Récemment, le journal les Échos a publié un sondage très intéressant, où on a demandé aux Français à partir de quel salaire mensuel ils pensaient que quelqu’un était riche. Les réponses ont énormément varié, évidemment, entre ceux qui pensent qu’on est riche à partir de 1000 euros par mois, et ceux qui pensent que les riches sont ceux qui gagnent plus de 100 000 euros par mois. Alors si vous prenez les gens qui pensent qu’on est riche à partir de 1000 euros par mois et que vous leur offriez un salaire de 50 000 euros par mois, vous pensez qu’ils seront enthousiastes ? Mais si vous faisiez pareil avec ceux qui pensent qu’on est riche à partir de 100 000 euros par mois ? Ils seraient peut-être contents d’avoir au moins 50 000 euros par mois, mais leur enthousiasme ne serait sans doute pas aussi grand que les autres.

Et vous, quand on vous parle de la grâce de Dieu, quand on vous parle de Jésus et de son œuvre, est-ce que franchement vos atouts, vos capacités, vos richesses pâlissent par comparaison avec les mérites de Christ ? Est-ce que vos mérites vous paraissent ridicules par rapport à ce que Dieu vous offre en Jésus ? Sinon, c’est que vous avez besoin de méditer sur l’Évangile un peu plus. Il n’y a pas d’enthousiasme pour les croyants qui exercent leur piété en s’appuyant encore sur leurs propres mérites.

J’ai été long, mais je veux conclure. Est-ce que, en tant qu’être humain, vous suspendez votre valeur à vos capacités ? Est-ce que, en tant que chrétien, vous suspendez la qualité de votre christianisme à vos capacités ? Est-ce que par conséquent, puisque vous trouvez que vous n’avez pas vraiment d’atouts dans la vie, vous avez l’impression d’être inutile dans le monde, ou dans l’Église ? D’être un bon à rien, comme on dit ?

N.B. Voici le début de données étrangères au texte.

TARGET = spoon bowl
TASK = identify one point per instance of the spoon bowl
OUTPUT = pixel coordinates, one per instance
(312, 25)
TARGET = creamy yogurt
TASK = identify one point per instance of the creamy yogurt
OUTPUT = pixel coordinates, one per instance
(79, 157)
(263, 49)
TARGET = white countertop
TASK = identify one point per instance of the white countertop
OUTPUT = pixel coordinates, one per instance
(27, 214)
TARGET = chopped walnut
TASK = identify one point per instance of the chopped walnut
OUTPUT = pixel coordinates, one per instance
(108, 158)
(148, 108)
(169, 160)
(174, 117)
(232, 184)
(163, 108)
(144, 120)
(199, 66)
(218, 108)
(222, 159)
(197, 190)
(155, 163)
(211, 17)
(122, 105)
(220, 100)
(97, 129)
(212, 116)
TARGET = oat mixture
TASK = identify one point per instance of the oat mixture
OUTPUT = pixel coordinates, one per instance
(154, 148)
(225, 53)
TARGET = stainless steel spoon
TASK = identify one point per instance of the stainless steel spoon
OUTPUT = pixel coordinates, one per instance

Ou inversement, est-ce que vous vous rendez compte, ce soir, parce que vous avez beaucoup de qualités, beaucoup de compétences, que votre cœur est éloigné de Dieu et des autres ? Vos nombreux atouts vous ont rendu quelque peu insensible à ce que Dieu a fait pour vous. Et ces atouts vous incitent aussi à dédaigner quelque peu les autres, qui ne sont pas aussi intelligents, aussi bien-portants, aussi beaux, aussi riches, aussi expérimentés que vous.

Écoutez cette bonne nouvelle : Dieu ne récompense pas nos performances ! C’est génial ! Il se montre plutôt infiniment généreux envers tous ceux qui lui font confiance, depuis les plus petits aux plus grands, depuis les plus humbles aux plus riches ; il se montre infiniment généreux envers les croyants, non pas sur la base de nos performances mais sur la base des performances de Jésus à qui nous sommes attachés par la foi.

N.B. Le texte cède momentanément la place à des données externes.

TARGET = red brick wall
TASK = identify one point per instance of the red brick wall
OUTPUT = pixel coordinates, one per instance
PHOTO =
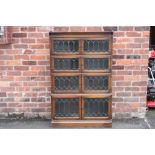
(25, 71)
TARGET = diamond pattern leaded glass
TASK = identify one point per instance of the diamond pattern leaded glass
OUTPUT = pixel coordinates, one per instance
(67, 107)
(66, 64)
(66, 83)
(96, 107)
(96, 45)
(96, 82)
(96, 63)
(66, 45)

À cause de cette réalité, nous allons pouvoir nous réjouir dans quelques instants d’écouter Timothée et Lénora professer leur foi publiquement. Ce sont encore des enfants, mais ils vont commencer à prendre la sainte-cène chaque dimanche avec nous tous. Il y a peut-être des gens qui s’indigneraient que des enfants, si jeunes, manifestent ainsi leur attachement à Jésus et communient avec le reste de l’Église. Mais à quelle hauteur ces gens-là voudraient-ils mettre la barre, avant de dire : « Voilà, celui-là c’est un chrétien à part entière » ?

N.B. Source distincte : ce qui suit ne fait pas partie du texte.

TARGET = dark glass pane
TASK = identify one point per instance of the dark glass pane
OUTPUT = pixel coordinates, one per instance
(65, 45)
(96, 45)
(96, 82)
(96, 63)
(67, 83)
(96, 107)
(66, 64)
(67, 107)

Dieu, qui est souverain, a déjà placé ces enfants dans son alliance avant même qu’ils soient nés. Et ils ont reçu le signe de cette appartenance lorsqu’ils ont été baptisés. Maintenant, par leur participation à la sainte-cène, ils veulent professer leur foi volontairement, avec le reste de l’Église, selon les explications de Paul dans 1 Corinthiens 11. Ont-ils énormément de connaissances théologiques ? Ont-ils une grande maturité spirituelle ? Sont-ils impressionnants aux yeux du monde ? Non. Mais ils aiment Dieu. Ils sont attachés à Jésus. Et le royaume des cieux est pour leurs pareils.